Dasselbe gilt im Kantonsparlament. Wie in der Regierungssitzung geht es im Kantonsrat darum, die formalisierte Debatte von der Kaffeepause zu trennen. «Die Ratsmitglieder debattieren als Kantonsrätinnen und Kantonsräte, nicht als gute Freunde. Sie vertreten ihre Meinung als Politikerin oder Politiker in ihrer gewählten Funktion», sagt Lukas Schmucki, Leiter Parlamentsdienste. Es möge etwas aus der Zeit gefallen wirken. Diese Umgangsformen seien aber durchaus legitim. Kommt hinzu: Die hochdeutsche Debatte zu protokollieren ist einfacher, sei es für die Protokollführenden oder für das automatische Spracherkennungssystem. Eine Diskussion in Dialekt müsste erst übersetzt werden.
Damit sind nicht alle einverstanden. Im Frühjahr 2016 verlangten mehrere Kantonsräte mit einem Vorstoss im Rat, es solle allen möglich sein, in der Session so zu sprechen. Die Antwort, dass das Spracherkennungssystem nicht mit Mundart umgehen könne, nahm Kantonsrat Erwin Böhi nicht hin. Der Kanton Wallis verwende ein ähnliches Programm für die Protokollierung und dieses verstehe sogar den Oberwalliser Dialekt.

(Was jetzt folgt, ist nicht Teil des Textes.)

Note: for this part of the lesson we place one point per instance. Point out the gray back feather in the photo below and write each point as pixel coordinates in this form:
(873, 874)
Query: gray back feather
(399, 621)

Kantonsrat Meinrad Gschwend war vom Vorstoss so begeistert, dass er seine Argumente gleich in Mundart darlegte. Für ihn ist klar: Die Diskussion im Rat wäre lebendiger, interessanter und frischer, würde sie auf Schweizerdeutsch geführt. Die Motionäre hatten schliesslich keinen Erfolg – trotz der leidenschaftlichen Voten der beiden Kantonsräte.